III. Categories of Taxable Income (Section 40 of the Revenue Code)

Thai law defines eight classes of assessable income:

  1. Employment income: Salaries, wages, commissions.

  2. Hire of work: Consulting or freelance income.

  3. Professional services: Architects, lawyers, etc.

  4. Contract work with tools/materials: Construction-type contracts.

  5. Royalties: Copyrights, intellectual property.

  6. Dividends, interest, capital gains (not all gains are taxable).

  7. Rental income: Immovable or movable property.

  8. Miscellaneous income: Prizes, gifts, annuities.

Income in foreign currency must be converted to Thai baht using the exchange rate on the date of receipt or remittance.

IV. Personal Income Tax Rates (Progressive Schedule)

Net Annual Income (THB) Tax Rate
0–150,000 Exempt
150,001–300,000 5%
300,001–500,000 10%
500,001–750,000 15%
750,001–1,000,000 20%
1,000,001–2,000,000 25%
2,000,001–5,000,000 30%
Above 5,000,000 35%

Deductions, allowances, and exemptions apply (e.g., personal allowance, dependent allowance, insurance premiums), but the above table represents the gross bracket structure.

V. Corporate Income Tax (CIT)

Entity Type Tax Rate
General Thai Companies 20%
SMEs (qualified) 15–20% (graduated)
Foreign Companies (with PE) 20% on income sourced from Thailand
Foreign Companies (no PE) Subject to withholding tax on gross payments

Permanent establishment (PE) is determined using OECD principles: fixed place of business, agents with authority to conclude contracts, or business operations conducted through Thai personnel.

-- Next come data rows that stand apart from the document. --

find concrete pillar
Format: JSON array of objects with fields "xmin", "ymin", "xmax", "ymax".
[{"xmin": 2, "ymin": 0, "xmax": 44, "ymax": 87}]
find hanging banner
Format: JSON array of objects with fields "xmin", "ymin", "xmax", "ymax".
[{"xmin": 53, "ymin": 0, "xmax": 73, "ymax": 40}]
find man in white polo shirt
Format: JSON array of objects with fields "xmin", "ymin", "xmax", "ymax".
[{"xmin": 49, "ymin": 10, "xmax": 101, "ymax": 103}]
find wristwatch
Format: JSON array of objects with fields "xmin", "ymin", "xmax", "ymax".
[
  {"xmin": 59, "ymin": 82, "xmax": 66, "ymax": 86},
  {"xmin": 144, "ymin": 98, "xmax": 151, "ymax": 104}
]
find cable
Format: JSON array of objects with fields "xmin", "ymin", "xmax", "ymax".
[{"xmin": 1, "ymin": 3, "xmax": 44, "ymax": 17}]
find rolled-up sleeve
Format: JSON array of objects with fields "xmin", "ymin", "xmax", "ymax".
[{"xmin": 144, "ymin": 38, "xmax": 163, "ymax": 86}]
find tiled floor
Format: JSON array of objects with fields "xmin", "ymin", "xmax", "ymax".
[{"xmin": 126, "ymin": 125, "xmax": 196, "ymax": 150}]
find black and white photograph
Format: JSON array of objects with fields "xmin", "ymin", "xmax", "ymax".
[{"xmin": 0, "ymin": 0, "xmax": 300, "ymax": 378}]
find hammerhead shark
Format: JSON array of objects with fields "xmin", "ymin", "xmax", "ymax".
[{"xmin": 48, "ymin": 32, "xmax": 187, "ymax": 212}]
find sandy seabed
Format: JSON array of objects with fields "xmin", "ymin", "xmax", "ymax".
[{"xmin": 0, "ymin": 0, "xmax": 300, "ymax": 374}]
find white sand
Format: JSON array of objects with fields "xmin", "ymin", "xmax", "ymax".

VI. Withholding Tax System

Thailand employs a withholding tax mechanism whereby income payers must deduct and remit tax on behalf of the recipient:

Income Type WHT Rate
Dividends 10%
Interest (individual) 15%
Royalties 15%
Rents 5%
Services (to companies) 3%
Employment Income Progressive rates apply

Non-compliance with withholding obligations triggers surcharges and penalties, including potential criminal liability for company directors.

VII. Tax Filing and Payment

Individuals

  • Annual return (Form PND 90/91) due by March 31 of the following year.

  • Online extensions may be available.

  • Individuals with only income subject to withholding may not need to file if tax was fully collected.

Companies

  • Annual CIT return (Form PND 50) within 150 days after fiscal year-end.

  • Mid-year (interim) tax return (Form PND 51) due 2 months after the first 6 months of the fiscal year.

Late filing penalties: 2,000 THB fine plus 1.5% monthly surcharge on unpaid tax.

VIII. International Tax Aspects

Thailand has double tax agreements (DTAs) with over 60 countries, enabling:

  • Relief from double taxation

  • Reduced withholding tax rates

  • Tax sparing for investment incentives

Treaty access requires proper certification and residency documentation, such as a foreign tax residency certificate.

Notably, Thailand is not part of the OECD CRS but does implement transfer pricing and anti-avoidance provisions under its Revenue Code.

IX. Recent and Emerging Issues

  • Global Minimum Tax (GloBE Pillar 2): Thailand is exploring alignment for large multinational enterprises with 15% effective rate.

  • Digital Economy Taxation: VAT registration is now required for foreign digital service providers (Netflix, Google, etc.).

  • Crypto Taxation: Gains from cryptocurrency and digital assets are subject to PIT and specific reporting rules.

X. Enforcement and Audit Powers

The Revenue Department has extensive powers under Sections 17–23 of the Revenue Code to:

  • Conduct desk or field audits

  • Request bank and transaction records

  • Issue assessments or corrections

  • Impose surcharges up to 100% of underpaid tax

Taxpayer disputes may be appealed internally or taken to the Tax Court. Judicial review is possible under the Administrative Court system in cases of abuse of discretion.

Conclusion: Structured and Rules-Driven System

Thailand’s income tax regime is highly structured, residency-sensitive, and source-focused. While tax rates are regionally competitive, compliance requires navigating a layered regulatory framework, including withholding regimes, documentation obligations, and audit risks.

Professionals, expatriates, and corporate entities should proactively assess their tax positions, reporting obligations, and treaty eligibility to avoid penalties and maintain lawful standing.